O tema dos direitos dos cidadãos vai ser discutido numa audiência parlamentar, quinta-feira, para fazer um balanço da situação após o anúncio, em dezembro de 2017, de que foram alcançados progressos suficientes nas negociações para o acordo de retirada.

O Reino Unido também deve permanecer sujeito aos órgãos de supervisão europeus, incluindo a competência do Tribunal de Justiça das Comunidades Europeias, de acordo com este novo mandato.

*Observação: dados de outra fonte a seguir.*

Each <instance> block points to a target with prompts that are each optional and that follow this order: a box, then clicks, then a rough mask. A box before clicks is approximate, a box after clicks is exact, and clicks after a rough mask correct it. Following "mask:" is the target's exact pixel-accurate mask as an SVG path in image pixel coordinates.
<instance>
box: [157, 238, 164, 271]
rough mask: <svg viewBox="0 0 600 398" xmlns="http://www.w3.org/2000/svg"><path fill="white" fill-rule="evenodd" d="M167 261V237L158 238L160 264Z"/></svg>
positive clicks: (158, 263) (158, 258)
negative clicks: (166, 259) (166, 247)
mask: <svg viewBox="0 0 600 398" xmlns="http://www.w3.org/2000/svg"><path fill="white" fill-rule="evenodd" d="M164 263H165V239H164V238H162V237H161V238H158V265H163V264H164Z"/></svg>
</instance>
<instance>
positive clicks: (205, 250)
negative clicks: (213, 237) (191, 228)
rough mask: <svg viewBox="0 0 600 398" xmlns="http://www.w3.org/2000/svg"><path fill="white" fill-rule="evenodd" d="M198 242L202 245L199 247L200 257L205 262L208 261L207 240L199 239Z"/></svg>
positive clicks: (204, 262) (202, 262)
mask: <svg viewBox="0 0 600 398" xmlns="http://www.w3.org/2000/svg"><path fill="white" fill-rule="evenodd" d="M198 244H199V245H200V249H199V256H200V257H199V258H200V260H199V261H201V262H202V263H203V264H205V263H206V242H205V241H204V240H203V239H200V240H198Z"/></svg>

A nova fase deve, também, ajudar a preparar o acordo de comércio livre que irá reger as relações entre a União Europeia e o Reino Unido no futuro.

As negociações sobre essa relação comercial devem começar, idealmente, em abril, mas os europeus criticam a primeira-ministra britânica, Theresa May, por terem demorado demasiado tempo para apresentar as suas posições específicas.